Challenging Uses of Cases

By | July 27, 2017

There are several types of sentences that cause confusion about whether to use a subject or object pronoun: sentences with a compound subject or object; sentences with a pronoun followed directly by a noun; and sentences that use pronouns after than or as. After this lesson, you’ll be much more confident about which pronouns to use in these tricky situations.

Pronouns in Compounds

In sentences that use two pronouns or a noun and a pronoun together, it’s easy to become confused about which pronoun to use. If you’re not sure which one is correct, consider whether it’s part of the subject (doing the action) or part of the object (either receiving the action or after a preposition). Sometimes a pronoun may sound right to you, but you can’t always trust your ears. Be especially careful with I and me, which are two of the most common offenders.

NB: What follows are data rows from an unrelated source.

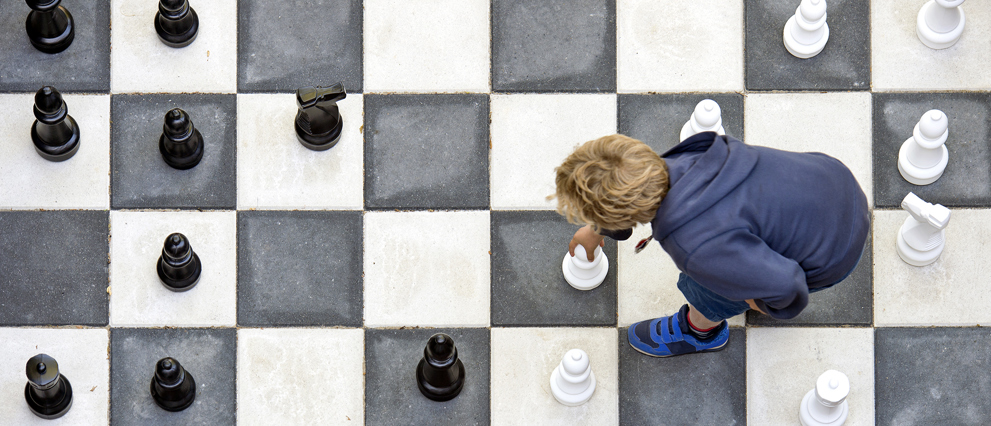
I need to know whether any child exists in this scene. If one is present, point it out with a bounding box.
[556,132,871,357]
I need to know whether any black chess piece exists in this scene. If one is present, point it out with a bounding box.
[158,108,203,170]
[24,354,72,420]
[296,83,347,151]
[416,333,465,401]
[31,86,79,161]
[25,0,76,53]
[158,232,203,292]
[155,0,200,47]
[151,358,196,411]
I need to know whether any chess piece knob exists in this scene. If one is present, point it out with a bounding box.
[24,354,72,420]
[158,108,203,170]
[151,358,196,411]
[155,0,200,48]
[158,232,203,292]
[25,0,76,53]
[416,333,465,401]
[31,86,79,162]
[295,83,347,151]
[561,245,609,290]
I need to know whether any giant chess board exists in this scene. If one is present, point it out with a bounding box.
[0,0,991,426]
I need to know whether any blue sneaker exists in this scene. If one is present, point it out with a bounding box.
[627,304,729,357]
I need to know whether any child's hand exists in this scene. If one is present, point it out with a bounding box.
[568,225,606,262]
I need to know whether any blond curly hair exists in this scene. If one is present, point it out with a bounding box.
[547,135,670,231]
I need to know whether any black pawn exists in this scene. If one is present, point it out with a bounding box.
[151,358,196,411]
[155,0,200,47]
[296,83,347,151]
[31,86,79,161]
[158,232,203,292]
[24,354,72,420]
[416,333,465,401]
[158,108,203,170]
[25,0,76,53]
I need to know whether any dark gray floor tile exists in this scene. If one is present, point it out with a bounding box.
[0,210,110,326]
[619,328,747,426]
[874,328,991,426]
[747,238,874,327]
[237,211,363,327]
[237,0,363,93]
[491,211,616,326]
[110,328,237,426]
[873,93,991,208]
[365,94,489,209]
[110,94,237,209]
[0,0,111,93]
[492,0,616,92]
[365,328,490,426]
[618,93,745,154]
[744,0,871,90]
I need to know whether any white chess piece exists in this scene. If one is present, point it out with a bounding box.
[898,109,950,185]
[551,349,595,407]
[784,0,829,59]
[798,370,850,426]
[898,192,950,266]
[681,99,726,140]
[561,244,609,290]
[915,0,966,49]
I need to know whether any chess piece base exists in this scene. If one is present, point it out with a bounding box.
[416,359,465,402]
[31,115,79,162]
[551,366,595,407]
[898,138,950,186]
[898,223,946,266]
[784,15,829,59]
[798,389,850,426]
[155,8,200,48]
[915,0,965,50]
[24,376,72,420]
[561,253,609,291]
[294,113,344,151]
[26,6,76,53]
[151,371,196,412]
[158,253,203,293]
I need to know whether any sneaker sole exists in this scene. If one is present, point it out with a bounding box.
[627,339,729,358]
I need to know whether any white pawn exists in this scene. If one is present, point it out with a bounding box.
[898,109,950,185]
[798,370,850,426]
[915,0,966,49]
[551,349,595,407]
[681,99,726,140]
[784,0,829,59]
[898,192,950,266]
[561,244,609,290]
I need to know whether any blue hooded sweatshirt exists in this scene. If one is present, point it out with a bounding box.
[604,132,871,319]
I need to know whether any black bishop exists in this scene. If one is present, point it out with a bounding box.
[416,333,465,401]
[31,86,79,161]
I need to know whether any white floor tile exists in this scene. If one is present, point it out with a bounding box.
[616,0,743,93]
[616,225,746,327]
[364,0,491,93]
[747,327,874,426]
[0,328,110,426]
[364,211,491,327]
[237,328,365,425]
[237,94,364,210]
[744,93,874,206]
[110,0,237,93]
[871,0,991,91]
[110,211,237,327]
[0,95,110,210]
[491,328,619,426]
[490,94,616,210]
[874,210,991,327]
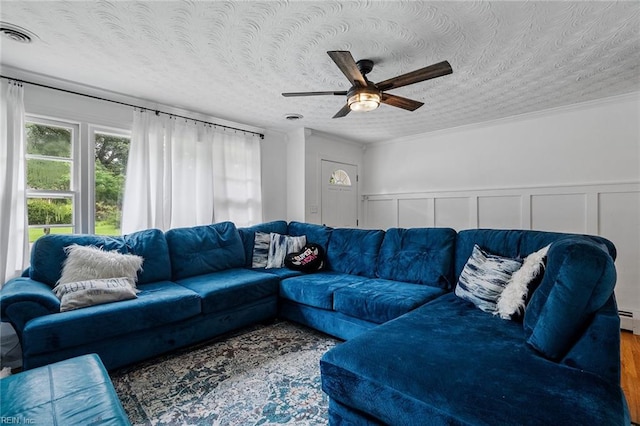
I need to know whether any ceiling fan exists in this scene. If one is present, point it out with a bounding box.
[282,50,453,118]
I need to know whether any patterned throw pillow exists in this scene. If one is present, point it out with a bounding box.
[455,244,522,313]
[266,232,307,269]
[251,232,271,268]
[495,245,551,319]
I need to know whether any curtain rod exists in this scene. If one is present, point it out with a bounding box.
[0,75,264,139]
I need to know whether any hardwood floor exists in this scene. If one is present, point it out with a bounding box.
[620,331,640,425]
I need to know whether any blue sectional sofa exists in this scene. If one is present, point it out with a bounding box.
[0,221,629,425]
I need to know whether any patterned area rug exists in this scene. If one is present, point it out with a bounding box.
[111,322,339,425]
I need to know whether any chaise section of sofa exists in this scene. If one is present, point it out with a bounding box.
[279,225,456,339]
[321,230,629,425]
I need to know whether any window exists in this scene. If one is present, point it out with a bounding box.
[25,118,78,242]
[92,129,131,235]
[25,116,130,243]
[325,169,351,186]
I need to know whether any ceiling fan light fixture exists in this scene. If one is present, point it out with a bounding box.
[347,91,381,112]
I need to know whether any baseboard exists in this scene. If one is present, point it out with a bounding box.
[618,311,640,335]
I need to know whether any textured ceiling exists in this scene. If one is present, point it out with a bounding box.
[0,0,640,142]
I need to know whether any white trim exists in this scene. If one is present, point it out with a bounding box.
[2,65,264,133]
[368,91,640,146]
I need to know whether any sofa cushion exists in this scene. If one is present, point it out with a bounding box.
[29,229,171,287]
[238,220,287,268]
[287,222,333,252]
[524,237,616,360]
[122,229,171,284]
[29,234,127,288]
[333,279,446,324]
[454,229,616,279]
[328,228,384,278]
[378,228,456,289]
[280,271,366,310]
[22,281,201,355]
[165,222,245,281]
[177,268,279,314]
[320,293,625,425]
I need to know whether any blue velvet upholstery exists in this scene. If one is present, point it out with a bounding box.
[321,294,625,425]
[378,228,456,289]
[238,220,287,268]
[326,228,384,278]
[560,294,620,383]
[278,299,378,340]
[177,268,280,314]
[122,229,171,284]
[165,222,245,281]
[287,221,333,252]
[333,278,446,324]
[21,281,201,357]
[280,271,366,310]
[0,221,629,425]
[454,229,616,280]
[0,355,131,426]
[0,277,60,336]
[524,237,616,360]
[23,296,278,370]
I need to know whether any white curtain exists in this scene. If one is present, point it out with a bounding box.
[122,110,262,234]
[0,80,29,286]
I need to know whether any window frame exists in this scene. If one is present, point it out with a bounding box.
[23,114,81,233]
[84,124,131,234]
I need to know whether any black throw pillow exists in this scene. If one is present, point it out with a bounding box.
[284,243,324,272]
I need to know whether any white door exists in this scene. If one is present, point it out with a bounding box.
[320,160,358,228]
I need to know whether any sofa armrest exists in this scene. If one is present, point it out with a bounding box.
[0,277,60,336]
[561,295,620,386]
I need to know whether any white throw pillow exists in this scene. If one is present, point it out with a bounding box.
[495,245,551,319]
[56,244,144,286]
[53,277,138,312]
[266,232,307,269]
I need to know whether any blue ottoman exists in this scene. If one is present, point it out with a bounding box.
[0,354,131,425]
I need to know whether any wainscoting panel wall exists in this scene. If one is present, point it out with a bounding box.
[363,182,640,333]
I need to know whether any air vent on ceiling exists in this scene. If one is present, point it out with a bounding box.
[284,114,303,121]
[0,22,38,44]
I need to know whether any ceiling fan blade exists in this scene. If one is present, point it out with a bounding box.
[327,50,367,87]
[282,90,347,98]
[331,104,351,118]
[376,61,453,90]
[382,93,424,111]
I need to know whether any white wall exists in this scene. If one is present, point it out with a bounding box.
[260,131,288,222]
[363,93,640,332]
[285,128,305,222]
[305,129,364,223]
[363,94,640,194]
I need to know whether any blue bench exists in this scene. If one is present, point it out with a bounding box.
[0,354,131,425]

Common Error #1: Using Object Pronouns in Place of Subject Pronouns

Error Correction
Steve and me went to the park. Steve and I went to the park.
Me and them buy chocolates. We buy chocolates.
Him and me broke a pencil yesterday. He and I broke a pencil yesterday.

 

Common Error #2: Using Subject Pronouns in Place of Object Pronouns

Error Correction
Bob is smarter than I Bob is smarter than me.
Our teacher had dinner with my friend and I. Our teacher had dinner with my friend and me.
All the work done by we. All the work done by us.

 

Pronouns Before Nouns

Sometimes for clarity or emphasis, writers use a pronoun and a noun together. People often use an object pronoun when they mean to use a subject pronoun, and vice versa.

Error

Correction

The doctor provided service to we patients. The doctor provided service to us patients.
Us friends enjoy marriage party. We friends enjoy marriage party.

Pronouns After Than or As

When sentences use than or as to compare, it can be difficult to choose the correct pronoun.

Error Correction
Howard cooks better than me. Howard cooks better than I.
John likes Mary more than me. John likes Mary more than I.

 

Find out pronouns from the examples for exercise:

  • Mary wants to talk to you about your homework.
  • She is telling him a joke.
  • Where are Jill and Cherie? Didn’t you invite them?
  • We will give them extra cookies next week.
  • The spider bit me on my ankle.
  • Who do you give the money to?
  • The bread is stale. You can feed it to the birds.
  • I went to the movies.
  • The plate shattered when John dropped it on the floor.
  • I make cookies every Sunday for my co-workers.